Relatives: Lady Watham (Sister), Tarzan (Cousin)
Premiered in:
Tarzan (1999)
Voiced By: Brian Blessed

Finishing off the Disney Renaissance era of villains is John Clayton, the last of what I would call true-blue Disney Villains for several films to come both in overall villainy and their effectiveness in execution. While not strictly based upon the character of the book, John Clayton is indeed Tarzan’s cousin likely on his father’s side given that he has that same distinctive chin shape and unlike his wild child relative, John Clayton is every bit the proper English gentleman when things are going his way.

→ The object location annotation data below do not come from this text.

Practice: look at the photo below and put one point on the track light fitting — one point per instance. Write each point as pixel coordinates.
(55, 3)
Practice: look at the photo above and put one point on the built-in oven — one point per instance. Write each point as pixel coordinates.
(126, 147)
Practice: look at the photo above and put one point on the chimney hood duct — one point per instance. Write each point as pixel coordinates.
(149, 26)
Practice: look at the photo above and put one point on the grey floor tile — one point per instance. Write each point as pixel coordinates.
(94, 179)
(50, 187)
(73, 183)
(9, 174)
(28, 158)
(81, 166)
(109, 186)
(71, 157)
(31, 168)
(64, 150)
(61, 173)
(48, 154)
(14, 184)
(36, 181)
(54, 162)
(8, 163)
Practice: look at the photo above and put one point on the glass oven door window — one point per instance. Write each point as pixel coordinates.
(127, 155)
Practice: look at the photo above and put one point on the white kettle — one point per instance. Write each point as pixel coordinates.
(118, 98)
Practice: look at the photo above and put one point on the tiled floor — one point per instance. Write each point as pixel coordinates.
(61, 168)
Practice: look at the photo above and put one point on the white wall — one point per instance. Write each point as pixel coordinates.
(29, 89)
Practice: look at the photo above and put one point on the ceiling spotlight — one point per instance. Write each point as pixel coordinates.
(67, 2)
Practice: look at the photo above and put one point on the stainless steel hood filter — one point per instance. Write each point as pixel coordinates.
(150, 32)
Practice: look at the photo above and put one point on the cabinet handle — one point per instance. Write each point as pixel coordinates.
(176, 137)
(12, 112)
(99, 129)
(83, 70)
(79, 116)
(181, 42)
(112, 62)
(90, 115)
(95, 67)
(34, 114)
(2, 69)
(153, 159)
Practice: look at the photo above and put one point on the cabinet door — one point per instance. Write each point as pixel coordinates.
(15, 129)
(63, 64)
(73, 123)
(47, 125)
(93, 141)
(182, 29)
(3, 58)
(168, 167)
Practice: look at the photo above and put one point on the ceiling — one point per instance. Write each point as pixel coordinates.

We see brief instances of his temper throughout the majority of the film but it isn’t until the climax that we see the blindly raging bull. Overall, I feel that Clayton is a more respectable version of McLeach insomuch that while they’re both poachers, Clayton is able to not only work as a leader of a very organized group of like-minded individuals but is intelligent and crafty enough to fool his financers, Professor Porter and his daughter Jane, into believing him to be an honorable man. He was even able to trick Tarzan into leading them to the gorillas so that he can capture them and sell them off on the black market.

Like McLeach, Clayton’s primary goal is to earn money by way of the animal poaching business with his sights set on the gorillas of Africa on his latest venture for gold and glory. He is assured in his own prowess as a man against nature, something that eventually comes back to bite him in the form of Tarzan whom, though a man himself, is a man of the wild and as such able to utilize it and its denizens against Clayton in a way he could never have predicted. Like Shan Yu before him, Clayton doesn’t have any particular minion but a crew of poachers whom are easily dealt with by the animals of the jungle answering Tarzan’s call.

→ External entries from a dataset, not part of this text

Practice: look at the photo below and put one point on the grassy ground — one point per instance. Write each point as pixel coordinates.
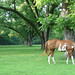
(21, 60)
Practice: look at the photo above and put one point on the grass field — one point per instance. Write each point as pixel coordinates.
(21, 60)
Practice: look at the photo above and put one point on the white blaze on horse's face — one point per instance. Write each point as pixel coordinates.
(62, 48)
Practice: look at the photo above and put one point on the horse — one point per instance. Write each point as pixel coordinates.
(60, 45)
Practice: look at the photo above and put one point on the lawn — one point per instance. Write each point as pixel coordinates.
(24, 60)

Ironically and disturbing though it may sound, Clayton is also the last of the Disney Villains to be dealt with in a severely graphic fashion. After Tarzan destroyed his gun, with a proud exclamation that he is not the kind of man Clayton is, Clayton flies into a rage the likes of which has him attempting to hack away at Tarzan with his machete. While Tarzan managed to get Clayton tangled up with a large number of vines, that didn’t stop the poacher from trying to cut himself free, never taking notice that one particular vine had slipped around his neck until it was too late and he and Tarzan both fell to the jungle floor, one injured but alive and the other dangling lifelessly from a noose of his own making.

I love Disney, I really do, and there are times where the villain just needs to be dealt with quickly, and sometimes even severely, but come on. That’s just freaking disturbing.

Overall… it’s rather hard to rate Clayton as a villain whence compared to his predecessors and those that came after him. Being a poacher, there’s no argument that he is a bad person and one that ought to rightly have been tossed behind bars but he never purposefully set out to kill people until Tarzan and even that was because Tarzan did what any hero was ought to do in such a situation. Like a few other villains, namely Frollo and Ratcliffe, Clayton is simply too human to be included amongst them as a group. Not in the literal sense but in the sense that he and his motivations are, sadly, no different than what can be found in the real world outside of fiction.

With that, we now finish our journey through the Disney Renaissance era of animated films and begin our journey down the Post-Era. Let me warn you now my dear readers, things are about to weird around here. Best to arm yourselves.